# What are the elements of a good musical biography?



## Guest (Dec 20, 2021)

And can you identify one or more you've read when answering the question?

I'll start by saying readability; not having the book bogged down by pages of musical examples which require analysis. You get to know the composer as a human being, with all the joys and sorrows attendant with that; a good account of their musical journey which is coherent and relates to his/her musical development. 
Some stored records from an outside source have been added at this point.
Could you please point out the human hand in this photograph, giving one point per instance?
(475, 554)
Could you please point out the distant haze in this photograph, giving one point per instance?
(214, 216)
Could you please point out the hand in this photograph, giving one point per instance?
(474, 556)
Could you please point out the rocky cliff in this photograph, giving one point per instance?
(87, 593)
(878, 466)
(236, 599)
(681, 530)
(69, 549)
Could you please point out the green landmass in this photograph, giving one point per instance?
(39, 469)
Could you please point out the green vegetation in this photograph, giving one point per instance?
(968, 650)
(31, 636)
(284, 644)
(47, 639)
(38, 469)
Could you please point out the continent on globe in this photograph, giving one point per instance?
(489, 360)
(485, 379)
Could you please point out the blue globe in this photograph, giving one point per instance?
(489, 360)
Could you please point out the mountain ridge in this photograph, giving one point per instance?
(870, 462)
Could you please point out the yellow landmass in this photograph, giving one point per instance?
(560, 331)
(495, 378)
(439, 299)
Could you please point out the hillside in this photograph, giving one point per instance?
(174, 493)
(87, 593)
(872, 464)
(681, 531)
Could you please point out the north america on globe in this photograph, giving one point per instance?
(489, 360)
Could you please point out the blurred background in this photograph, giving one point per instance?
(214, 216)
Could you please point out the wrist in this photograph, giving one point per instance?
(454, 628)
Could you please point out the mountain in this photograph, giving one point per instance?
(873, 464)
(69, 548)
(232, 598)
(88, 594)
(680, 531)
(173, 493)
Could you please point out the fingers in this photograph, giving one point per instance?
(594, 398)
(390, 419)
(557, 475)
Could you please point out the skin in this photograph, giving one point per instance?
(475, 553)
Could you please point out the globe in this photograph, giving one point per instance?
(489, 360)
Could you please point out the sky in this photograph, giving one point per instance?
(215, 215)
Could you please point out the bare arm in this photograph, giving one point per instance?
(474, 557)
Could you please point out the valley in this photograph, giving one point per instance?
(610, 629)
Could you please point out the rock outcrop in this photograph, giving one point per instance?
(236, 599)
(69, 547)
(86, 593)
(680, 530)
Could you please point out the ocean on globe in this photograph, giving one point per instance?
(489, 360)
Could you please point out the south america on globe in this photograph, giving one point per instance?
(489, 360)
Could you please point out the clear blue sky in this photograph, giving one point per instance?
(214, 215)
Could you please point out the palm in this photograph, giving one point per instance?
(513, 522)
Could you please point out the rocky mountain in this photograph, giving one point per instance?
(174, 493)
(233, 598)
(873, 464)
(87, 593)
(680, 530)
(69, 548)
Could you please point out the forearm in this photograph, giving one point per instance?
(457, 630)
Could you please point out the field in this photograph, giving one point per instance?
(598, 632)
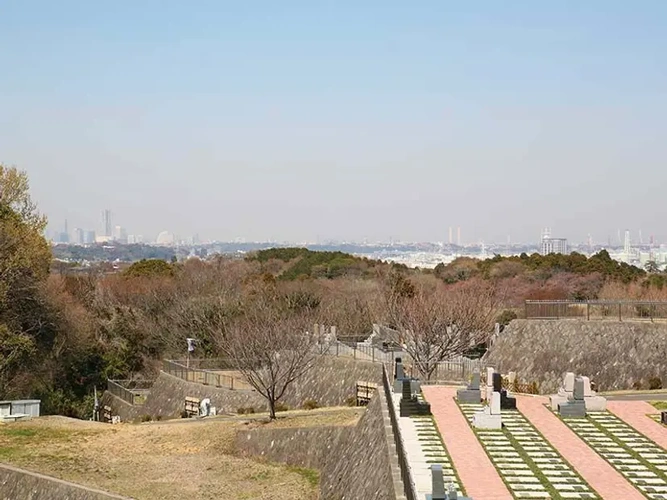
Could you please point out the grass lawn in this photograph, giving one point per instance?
(161, 460)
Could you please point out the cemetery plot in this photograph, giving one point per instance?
(423, 448)
(637, 458)
(527, 463)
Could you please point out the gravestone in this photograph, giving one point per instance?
(471, 394)
(564, 392)
(592, 400)
(439, 492)
(399, 374)
(489, 417)
(497, 382)
(410, 405)
(438, 483)
(489, 383)
(506, 402)
(575, 407)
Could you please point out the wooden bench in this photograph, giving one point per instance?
(192, 406)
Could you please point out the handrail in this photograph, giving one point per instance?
(398, 440)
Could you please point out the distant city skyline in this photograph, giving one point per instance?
(453, 235)
(299, 121)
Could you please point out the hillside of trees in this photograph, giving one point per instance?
(63, 334)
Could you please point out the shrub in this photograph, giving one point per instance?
(654, 383)
(281, 407)
(310, 404)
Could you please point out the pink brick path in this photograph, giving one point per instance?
(602, 477)
(477, 473)
(634, 413)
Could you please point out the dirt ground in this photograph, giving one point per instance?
(159, 460)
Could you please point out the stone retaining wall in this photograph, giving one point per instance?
(615, 355)
(331, 382)
(355, 462)
(19, 484)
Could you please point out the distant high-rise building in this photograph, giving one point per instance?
(79, 236)
(626, 244)
(89, 237)
(552, 245)
(107, 226)
(120, 234)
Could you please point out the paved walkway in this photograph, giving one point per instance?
(477, 473)
(634, 413)
(594, 469)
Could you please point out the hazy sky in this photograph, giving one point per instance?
(340, 119)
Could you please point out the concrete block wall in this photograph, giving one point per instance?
(330, 382)
(357, 462)
(615, 355)
(20, 484)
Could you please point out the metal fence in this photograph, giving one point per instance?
(398, 440)
(205, 376)
(616, 310)
(133, 392)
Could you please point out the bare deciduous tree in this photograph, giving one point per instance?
(436, 323)
(271, 344)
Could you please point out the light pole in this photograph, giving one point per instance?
(191, 348)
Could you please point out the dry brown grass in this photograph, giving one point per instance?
(160, 460)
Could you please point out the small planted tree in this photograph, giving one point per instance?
(438, 323)
(271, 343)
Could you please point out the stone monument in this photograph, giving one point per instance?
(410, 405)
(575, 407)
(489, 417)
(400, 376)
(506, 402)
(471, 394)
(439, 492)
(592, 401)
(489, 383)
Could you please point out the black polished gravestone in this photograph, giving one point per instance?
(506, 402)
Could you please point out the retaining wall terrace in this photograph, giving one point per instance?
(19, 484)
(356, 462)
(615, 355)
(330, 382)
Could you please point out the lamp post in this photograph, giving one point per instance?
(191, 348)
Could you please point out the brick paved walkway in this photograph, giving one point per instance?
(477, 473)
(634, 413)
(599, 474)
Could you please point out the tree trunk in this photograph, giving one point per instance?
(272, 407)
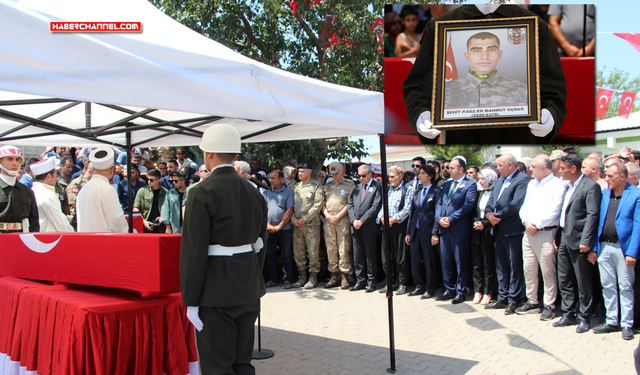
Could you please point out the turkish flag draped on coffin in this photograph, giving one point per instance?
(632, 38)
(602, 104)
(626, 104)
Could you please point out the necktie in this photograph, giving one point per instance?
(453, 189)
(424, 193)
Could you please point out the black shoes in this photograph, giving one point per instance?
(528, 308)
(402, 289)
(583, 327)
(446, 296)
(427, 295)
(565, 321)
(607, 328)
(511, 308)
(370, 288)
(495, 305)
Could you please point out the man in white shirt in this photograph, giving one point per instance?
(98, 207)
(540, 214)
(50, 213)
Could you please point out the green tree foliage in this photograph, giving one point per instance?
(329, 40)
(472, 153)
(616, 80)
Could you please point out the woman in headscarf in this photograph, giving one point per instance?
(482, 248)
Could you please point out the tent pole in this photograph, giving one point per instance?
(129, 184)
(385, 247)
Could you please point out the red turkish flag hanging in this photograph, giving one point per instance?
(451, 72)
(626, 104)
(603, 101)
(632, 38)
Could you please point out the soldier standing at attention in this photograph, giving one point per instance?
(307, 198)
(337, 232)
(221, 259)
(18, 209)
(483, 86)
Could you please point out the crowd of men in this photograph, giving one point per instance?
(536, 235)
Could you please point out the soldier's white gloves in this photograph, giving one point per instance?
(541, 130)
(423, 125)
(194, 317)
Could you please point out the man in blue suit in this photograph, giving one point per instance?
(453, 215)
(422, 234)
(617, 249)
(503, 213)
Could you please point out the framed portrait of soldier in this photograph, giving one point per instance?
(486, 73)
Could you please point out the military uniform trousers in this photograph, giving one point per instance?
(398, 253)
(306, 242)
(228, 337)
(338, 241)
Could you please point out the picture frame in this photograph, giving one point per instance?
(486, 73)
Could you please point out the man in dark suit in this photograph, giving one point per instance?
(453, 215)
(578, 229)
(364, 203)
(422, 235)
(617, 247)
(503, 213)
(224, 228)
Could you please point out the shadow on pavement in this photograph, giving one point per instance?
(301, 354)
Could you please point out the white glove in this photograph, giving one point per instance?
(194, 318)
(541, 130)
(423, 125)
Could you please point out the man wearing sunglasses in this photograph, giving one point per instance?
(149, 201)
(171, 212)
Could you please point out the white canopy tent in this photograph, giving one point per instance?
(166, 84)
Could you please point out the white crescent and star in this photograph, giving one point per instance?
(34, 244)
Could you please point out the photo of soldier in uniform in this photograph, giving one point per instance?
(494, 84)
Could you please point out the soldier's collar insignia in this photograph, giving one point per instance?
(482, 76)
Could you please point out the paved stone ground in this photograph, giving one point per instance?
(340, 332)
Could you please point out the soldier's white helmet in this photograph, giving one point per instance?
(222, 138)
(9, 150)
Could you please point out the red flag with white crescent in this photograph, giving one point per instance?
(632, 38)
(602, 102)
(451, 72)
(626, 104)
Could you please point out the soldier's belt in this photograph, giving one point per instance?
(227, 251)
(10, 226)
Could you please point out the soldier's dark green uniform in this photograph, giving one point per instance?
(471, 91)
(17, 203)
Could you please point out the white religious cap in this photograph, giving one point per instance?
(102, 158)
(43, 166)
(8, 150)
(221, 138)
(461, 158)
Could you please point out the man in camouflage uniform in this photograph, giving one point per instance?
(483, 86)
(337, 233)
(72, 191)
(307, 196)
For me, my quintessential biography is the Jan Swafford work about Brahms. Then the same author's work about Beethoven. Very much reflected the humanity of the composers and allowed an insight into their place in the musical firmament and that of their milieu. We got to know them both!!


----------



## mikeh375 (Sep 7, 2017)

I actually haven't read that many biographies but of those I have, one stands out, 'Malcom Arnold: Rogue Genius' by Anthony Meredith and Paul Harris.
It's hard to know where to start about Arnold's schizophrenic, chaotic yet brilliantly gifted and succesful musical life. The authors simply tell it as it was, the outrageous moments, the sad and funny moments and the shocks too. I couldn't put the book down and was moved from tears to howling laughter, seemingly page by page.
What makes a good biography? Well apart from the subject matter, I'd say authoritative, in-depth and accurate re-telling of events (ideally from witnesses too), with no glossing over the unpalatable bits, even if it does involve a composer standing on a piano in a restaurant and pulling his pants down. I also don't think music notation excerpts are essential.


----------



## Guest (Dec 20, 2021)

mikeh375 said:


> I actually haven't read that many biographies but of those I have, one stands out, 'Malcom Arnold: Rogue Genius' by Anthony Meredith and Paul Harris.
> It's hard to know where to start about Arnold's schizophrenic, chaotic yet brilliantly gifted and succesful musical life. The authors simply tell it as it was, the outrageous moments, the sad and funny moments and the shocks too. I couldn't put the book down and was moved from tears to howling laughter, seemingly page by page.
> What makes a good biography? Well apart from the subject matter, I'd say authoritative, in-depth and accurate re-telling of events (ideally from witnesses too), with no glossing over the unpalatable bits, even if it does involve a composer standing on a piano in a restaurant and pulling his pants down. I also don't think music notation excerpts are essential.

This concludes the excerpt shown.